Epilogue

153 6 3
                                    

Abraham Foellinger and I are still not friends. It's a good thing, too, because I haven't heard from him in about four months, and I'd feel pretty guilty if we were friends. I'm decent like that. I'd probably have to call him up once in awhile and wish him a happy belated birthday, which is a pretty pointless sentiment when you think about it, unless you happen to have The Mail Chute to Last Tuesday, or psychic friends.

But Abraham isn't. My friend, I mean – I guess he could be psychic. It'd be just like him to have been psychic this whole time and not have told me. I guess after all this time, there's still a lot I don't know about the guy.

It's okay, though. I've got more friends than you could shake a stick at. I've never wanted for school friends or work friends. I am no stranger to drinking buddies, extracurricular activity associates, online guild mates, or next-door-sort-of-acquaintances. Come Saturday morning, I've nodded many a genial nod across the classroom to the other dads in Little World Shakers, the daddy-and-me hippie fest which runs my young family a small fortune. Hell, I've even made peace with the awkwardly confidential in-laws with whom I've passed a month of overdone funerals. I expect if I had to list the number of ways a person can know another person, complete with those infernal Venn diagrams, I'd give up halfway through and invite them all around for Labor Day.

I remember the last time I saw Abraham. I'd returned home, to my own home, mind you, around nine in the evening, to find Abraham brazenly chatting up my wife. Blake was playing his usual game of touch-n-poke near Abraham's knees. Most likely he'd assumed Abraham was an uncle of some kind, because my wife's got about four billion brothers and none of them call ahead of time.

"Look who turned up!" said Rosemary cheerfully.

Now, there were definitely times when my wife's hereditary lack of jealous bone came in handy, but unfortunately it worked both ways. She expected me to view the world with the same pair of innocence glasses she did. How did she even remember meeting Abraham? I couldn't recall one single face from the enthusiastic game of musical chairs that was our wedding.

Abraham seemed to have picked up on my discomfort. "Hi. I ... I got locked out of my apartment," he apologized.

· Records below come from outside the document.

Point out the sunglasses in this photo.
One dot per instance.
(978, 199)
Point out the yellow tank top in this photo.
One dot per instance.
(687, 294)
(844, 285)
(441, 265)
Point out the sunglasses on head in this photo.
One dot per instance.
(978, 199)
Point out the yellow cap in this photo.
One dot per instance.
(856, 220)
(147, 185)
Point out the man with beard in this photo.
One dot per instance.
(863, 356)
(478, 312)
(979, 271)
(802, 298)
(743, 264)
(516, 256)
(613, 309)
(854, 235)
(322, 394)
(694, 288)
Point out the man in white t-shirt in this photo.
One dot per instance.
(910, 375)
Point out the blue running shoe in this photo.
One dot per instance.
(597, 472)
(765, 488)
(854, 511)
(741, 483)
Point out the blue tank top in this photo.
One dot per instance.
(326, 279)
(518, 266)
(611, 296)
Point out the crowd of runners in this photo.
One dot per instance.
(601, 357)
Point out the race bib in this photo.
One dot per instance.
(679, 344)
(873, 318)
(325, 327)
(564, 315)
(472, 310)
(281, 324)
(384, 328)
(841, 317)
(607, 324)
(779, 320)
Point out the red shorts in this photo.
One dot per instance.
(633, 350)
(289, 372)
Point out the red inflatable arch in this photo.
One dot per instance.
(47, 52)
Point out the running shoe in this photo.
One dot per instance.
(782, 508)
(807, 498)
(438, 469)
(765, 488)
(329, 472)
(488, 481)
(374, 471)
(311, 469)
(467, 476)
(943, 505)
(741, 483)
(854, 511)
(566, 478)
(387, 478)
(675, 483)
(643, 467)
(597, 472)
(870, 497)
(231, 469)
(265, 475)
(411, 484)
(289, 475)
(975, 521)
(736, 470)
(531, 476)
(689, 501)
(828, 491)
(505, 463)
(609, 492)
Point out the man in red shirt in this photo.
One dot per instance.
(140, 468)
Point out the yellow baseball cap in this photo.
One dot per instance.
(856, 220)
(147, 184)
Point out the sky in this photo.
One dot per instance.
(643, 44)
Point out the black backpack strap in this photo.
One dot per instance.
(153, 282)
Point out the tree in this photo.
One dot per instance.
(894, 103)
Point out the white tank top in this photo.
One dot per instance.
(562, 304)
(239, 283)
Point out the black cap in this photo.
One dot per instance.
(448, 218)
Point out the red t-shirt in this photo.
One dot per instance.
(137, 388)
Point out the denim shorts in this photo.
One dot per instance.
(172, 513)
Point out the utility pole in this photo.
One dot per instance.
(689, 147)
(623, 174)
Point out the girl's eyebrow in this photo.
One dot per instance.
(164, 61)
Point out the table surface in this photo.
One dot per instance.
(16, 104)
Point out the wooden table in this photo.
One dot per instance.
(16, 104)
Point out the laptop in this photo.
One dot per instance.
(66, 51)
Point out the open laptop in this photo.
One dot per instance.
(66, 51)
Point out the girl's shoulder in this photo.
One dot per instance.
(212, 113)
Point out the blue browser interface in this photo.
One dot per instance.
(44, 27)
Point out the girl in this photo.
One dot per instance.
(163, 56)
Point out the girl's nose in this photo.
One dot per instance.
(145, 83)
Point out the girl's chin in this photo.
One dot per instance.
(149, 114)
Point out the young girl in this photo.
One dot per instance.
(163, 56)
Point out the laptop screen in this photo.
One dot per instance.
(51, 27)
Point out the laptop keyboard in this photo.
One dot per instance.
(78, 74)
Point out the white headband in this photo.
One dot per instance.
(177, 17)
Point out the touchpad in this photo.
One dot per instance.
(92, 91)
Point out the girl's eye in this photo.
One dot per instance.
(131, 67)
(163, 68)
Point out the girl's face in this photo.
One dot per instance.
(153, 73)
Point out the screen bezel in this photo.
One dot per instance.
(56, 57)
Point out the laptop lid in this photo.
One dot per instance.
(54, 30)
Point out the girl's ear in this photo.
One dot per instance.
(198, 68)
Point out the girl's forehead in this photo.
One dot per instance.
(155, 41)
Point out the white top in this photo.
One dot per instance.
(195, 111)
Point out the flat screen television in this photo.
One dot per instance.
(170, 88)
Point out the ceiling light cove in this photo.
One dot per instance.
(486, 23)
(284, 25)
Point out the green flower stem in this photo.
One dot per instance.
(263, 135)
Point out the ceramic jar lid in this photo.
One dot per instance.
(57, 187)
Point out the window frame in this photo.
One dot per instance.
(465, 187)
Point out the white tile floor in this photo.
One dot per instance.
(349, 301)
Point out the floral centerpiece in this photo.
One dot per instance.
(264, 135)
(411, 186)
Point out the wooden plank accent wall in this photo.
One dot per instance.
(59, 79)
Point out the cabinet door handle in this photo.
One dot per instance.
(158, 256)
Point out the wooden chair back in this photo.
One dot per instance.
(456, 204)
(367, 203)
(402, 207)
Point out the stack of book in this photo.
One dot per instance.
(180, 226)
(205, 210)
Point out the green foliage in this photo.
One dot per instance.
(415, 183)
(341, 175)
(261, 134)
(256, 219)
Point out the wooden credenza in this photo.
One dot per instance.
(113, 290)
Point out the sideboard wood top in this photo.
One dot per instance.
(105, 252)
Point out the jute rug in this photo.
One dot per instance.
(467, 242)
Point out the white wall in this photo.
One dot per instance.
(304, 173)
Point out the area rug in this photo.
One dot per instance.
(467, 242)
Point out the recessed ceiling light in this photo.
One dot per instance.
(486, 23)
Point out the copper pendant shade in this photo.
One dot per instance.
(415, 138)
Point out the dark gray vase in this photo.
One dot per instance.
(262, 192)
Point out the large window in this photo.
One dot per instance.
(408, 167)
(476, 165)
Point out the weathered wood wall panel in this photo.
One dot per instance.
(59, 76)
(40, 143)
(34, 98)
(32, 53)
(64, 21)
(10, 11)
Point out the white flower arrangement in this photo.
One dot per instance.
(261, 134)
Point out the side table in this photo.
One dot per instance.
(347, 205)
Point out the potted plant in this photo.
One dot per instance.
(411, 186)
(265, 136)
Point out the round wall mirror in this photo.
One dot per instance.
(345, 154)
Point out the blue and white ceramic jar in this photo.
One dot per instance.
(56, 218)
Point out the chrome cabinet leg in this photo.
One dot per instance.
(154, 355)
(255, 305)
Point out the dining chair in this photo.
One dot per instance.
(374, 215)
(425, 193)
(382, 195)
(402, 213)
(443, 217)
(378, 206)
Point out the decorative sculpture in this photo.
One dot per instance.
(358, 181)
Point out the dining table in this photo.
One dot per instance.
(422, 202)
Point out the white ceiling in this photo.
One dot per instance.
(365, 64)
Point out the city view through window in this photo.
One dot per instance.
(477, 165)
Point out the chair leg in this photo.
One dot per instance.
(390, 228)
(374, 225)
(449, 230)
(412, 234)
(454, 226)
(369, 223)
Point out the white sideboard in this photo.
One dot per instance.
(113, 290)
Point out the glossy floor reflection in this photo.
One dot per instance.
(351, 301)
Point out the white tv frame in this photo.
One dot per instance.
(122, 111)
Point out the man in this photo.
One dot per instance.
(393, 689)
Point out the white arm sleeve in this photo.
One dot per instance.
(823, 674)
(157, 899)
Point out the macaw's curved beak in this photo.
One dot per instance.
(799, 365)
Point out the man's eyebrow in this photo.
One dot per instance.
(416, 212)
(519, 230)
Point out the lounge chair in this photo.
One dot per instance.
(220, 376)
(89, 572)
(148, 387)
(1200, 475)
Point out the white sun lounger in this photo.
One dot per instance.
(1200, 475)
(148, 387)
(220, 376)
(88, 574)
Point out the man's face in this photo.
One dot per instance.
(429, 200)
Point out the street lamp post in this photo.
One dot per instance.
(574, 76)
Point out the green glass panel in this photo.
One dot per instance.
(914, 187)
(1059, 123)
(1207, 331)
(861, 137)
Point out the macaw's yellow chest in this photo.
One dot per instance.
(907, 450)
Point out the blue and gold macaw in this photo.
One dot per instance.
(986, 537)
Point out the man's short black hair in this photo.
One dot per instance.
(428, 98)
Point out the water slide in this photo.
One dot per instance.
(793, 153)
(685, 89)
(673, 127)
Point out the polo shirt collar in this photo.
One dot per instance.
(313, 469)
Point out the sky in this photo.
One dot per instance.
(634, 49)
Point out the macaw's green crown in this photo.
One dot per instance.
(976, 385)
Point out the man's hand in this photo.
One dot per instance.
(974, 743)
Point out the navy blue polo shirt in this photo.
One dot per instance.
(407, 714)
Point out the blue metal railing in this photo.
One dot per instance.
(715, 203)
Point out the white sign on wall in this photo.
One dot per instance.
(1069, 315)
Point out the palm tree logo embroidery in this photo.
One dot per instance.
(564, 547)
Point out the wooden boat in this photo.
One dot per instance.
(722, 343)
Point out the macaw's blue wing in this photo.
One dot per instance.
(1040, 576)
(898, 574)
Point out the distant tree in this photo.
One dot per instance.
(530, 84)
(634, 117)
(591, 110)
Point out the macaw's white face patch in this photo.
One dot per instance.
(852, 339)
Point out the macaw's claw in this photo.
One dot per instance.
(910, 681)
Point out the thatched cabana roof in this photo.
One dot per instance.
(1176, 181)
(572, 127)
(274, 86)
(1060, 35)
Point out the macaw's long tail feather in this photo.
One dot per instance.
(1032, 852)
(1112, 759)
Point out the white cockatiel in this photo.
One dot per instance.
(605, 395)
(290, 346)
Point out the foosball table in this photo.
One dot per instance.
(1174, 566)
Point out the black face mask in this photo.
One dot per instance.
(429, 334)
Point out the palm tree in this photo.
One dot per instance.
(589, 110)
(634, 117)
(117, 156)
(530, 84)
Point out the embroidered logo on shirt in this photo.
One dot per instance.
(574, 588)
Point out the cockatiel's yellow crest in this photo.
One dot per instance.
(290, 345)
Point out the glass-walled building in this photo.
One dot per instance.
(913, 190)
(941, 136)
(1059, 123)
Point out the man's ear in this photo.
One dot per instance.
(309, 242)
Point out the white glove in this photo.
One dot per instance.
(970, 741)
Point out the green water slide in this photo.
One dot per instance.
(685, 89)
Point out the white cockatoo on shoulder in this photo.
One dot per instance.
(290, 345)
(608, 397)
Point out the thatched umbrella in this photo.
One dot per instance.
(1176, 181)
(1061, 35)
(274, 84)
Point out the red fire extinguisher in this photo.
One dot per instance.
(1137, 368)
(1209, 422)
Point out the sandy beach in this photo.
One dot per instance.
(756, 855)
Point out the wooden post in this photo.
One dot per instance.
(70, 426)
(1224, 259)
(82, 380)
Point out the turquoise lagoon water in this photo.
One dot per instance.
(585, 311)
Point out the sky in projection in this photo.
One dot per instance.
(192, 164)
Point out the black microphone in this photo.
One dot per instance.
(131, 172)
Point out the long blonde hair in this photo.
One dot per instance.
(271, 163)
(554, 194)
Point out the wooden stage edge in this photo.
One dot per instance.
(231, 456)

"Your apartment in Anton View?" I said, trying to arch an eyebrow.

"Yeah. I mean ... Rosemary let me in, obviously."

Obviously. Blake couldn't even reach the doorknob yet.

"Someone gummed the locks," Rosemary added. "Jerks."

"What?"

"Yeah," said Abraham, "I snapped the key right in two trying to get in."

“What does that even mean, 'gummed the locks'? Is that an actual thing people do?”

“Well yeah,” said Rosemary. “Kids. Used to do it all the time in my neighborhood. Where you put gum in someone's lock, and then it dries?” And she looked at me as if to question whether I'd even had a childhood, or perhaps simply emerged one day, fluorescent wings a-fluttering, from my upper-middle-class cocoon.

“So of course I told Abraham he could stay the night.”

"Locksmiths," I said evenly. "This city contains locksmiths. More than one, I'd guess. They're pretty helpful in times like these."

But I knew it wouldn't do any good. Because Abraham had that look on his face, as if to say, 'Remember?'

And I did remember. So I simply held up four fingers and went to pour myself something tall and alcoholic.

"How've you been?" I asked as gamely as I could.

Abraham shrugged. "Not great. I missed half my meetings today. Notes were all in my apartment."

It wasn't an ideal situation. Few are in my life. But after a few shots, the three of us were chatting like family.